Received 1 November 2016; Revised 19 February 2017; Accepted 14 March 2017; Published 18 April 2017

Academic Editor: Laura Lasagni

Copyright © 2017 Peng Li et al. This is an open access article distributed under the Creative Commons Attribution License, which permits unrestricted use, distribution, and reproduction in any medium, provided the original work is properly cited.

Abstract

Background. The functions of insulin in mesenchymal stem cells (MSC) remain poorly understood. Methods.

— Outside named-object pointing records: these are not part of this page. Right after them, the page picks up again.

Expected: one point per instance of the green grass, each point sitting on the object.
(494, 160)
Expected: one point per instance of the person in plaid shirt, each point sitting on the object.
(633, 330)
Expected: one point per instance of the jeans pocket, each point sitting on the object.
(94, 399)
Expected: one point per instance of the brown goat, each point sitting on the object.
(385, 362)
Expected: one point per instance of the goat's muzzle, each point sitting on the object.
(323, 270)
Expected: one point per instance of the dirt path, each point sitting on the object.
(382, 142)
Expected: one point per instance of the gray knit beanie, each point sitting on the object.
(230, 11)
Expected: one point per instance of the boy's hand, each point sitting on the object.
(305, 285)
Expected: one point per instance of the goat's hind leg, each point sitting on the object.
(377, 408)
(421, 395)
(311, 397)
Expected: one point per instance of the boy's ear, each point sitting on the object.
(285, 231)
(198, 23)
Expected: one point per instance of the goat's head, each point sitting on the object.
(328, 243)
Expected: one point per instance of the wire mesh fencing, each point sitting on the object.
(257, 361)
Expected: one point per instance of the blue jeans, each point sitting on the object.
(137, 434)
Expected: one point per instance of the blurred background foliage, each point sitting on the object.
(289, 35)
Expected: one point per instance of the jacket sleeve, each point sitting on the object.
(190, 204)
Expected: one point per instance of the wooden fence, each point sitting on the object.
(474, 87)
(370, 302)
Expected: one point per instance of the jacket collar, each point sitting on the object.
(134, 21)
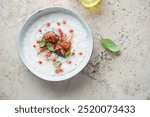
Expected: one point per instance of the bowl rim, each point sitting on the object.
(78, 69)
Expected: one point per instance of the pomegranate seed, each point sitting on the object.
(71, 31)
(61, 70)
(73, 53)
(48, 54)
(80, 53)
(54, 59)
(64, 22)
(48, 24)
(69, 62)
(40, 62)
(59, 30)
(58, 24)
(34, 46)
(38, 41)
(40, 30)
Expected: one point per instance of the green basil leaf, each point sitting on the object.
(50, 47)
(57, 64)
(42, 43)
(110, 45)
(68, 54)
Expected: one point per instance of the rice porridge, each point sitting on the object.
(55, 44)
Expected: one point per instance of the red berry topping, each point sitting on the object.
(80, 53)
(38, 41)
(59, 70)
(64, 22)
(40, 30)
(48, 24)
(48, 54)
(59, 30)
(40, 62)
(34, 46)
(54, 59)
(58, 24)
(69, 62)
(73, 53)
(71, 31)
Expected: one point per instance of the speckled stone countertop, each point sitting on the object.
(107, 76)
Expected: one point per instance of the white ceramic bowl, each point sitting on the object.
(43, 12)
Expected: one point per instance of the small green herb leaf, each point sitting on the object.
(68, 54)
(50, 47)
(57, 64)
(42, 43)
(110, 45)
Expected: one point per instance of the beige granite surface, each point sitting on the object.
(107, 76)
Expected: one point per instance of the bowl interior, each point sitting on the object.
(32, 19)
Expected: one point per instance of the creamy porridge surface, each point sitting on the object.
(39, 28)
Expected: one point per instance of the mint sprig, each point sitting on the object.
(110, 45)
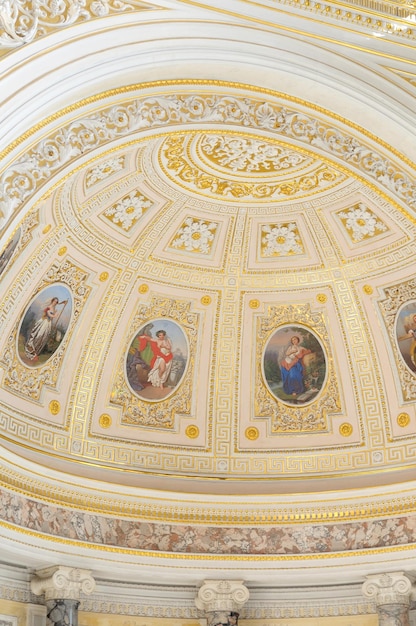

MSC from human umbilical cord matrix (UCM) cultured in serum-free media (SFM) with or without insulin were subjected to various molecular biological analyses to determine their proliferation and growth states, expression levels of Akt-cyclin D1 signaling molecules, and in vitro differentiation capacities. Results. Insulin accelerated the G1-S cell cycle progression of UCM-MSC and significantly stimulated their proliferation and growth in SFM. The pro-proliferative action of insulin was associated with augmented cyclin D1 and phosphorylated Akt expression levels. Akt inactivation remarkably abrogated insulin-induced increases in cyclin D1 expression and cell proliferation, indicating that insulin enhances the proliferation of UCM-MSC via acceleration of the G1-S transition mediated by the Akt-cyclin D1 pathway. Additionally, the UCM-MSC propagated in SFM supplemented with insulin exhibited similar specific surface antigen profiles and differentiation capacities as those generated in conventional media containing fetal bovine serum. Conclusions. These findings suggest that insulin acts solely to promote UCM-MSC proliferation without affecting their immunophenotype and differentiation potentials and thus have important implications for utilizing insulin to expand clinical-grade MSC in vitro.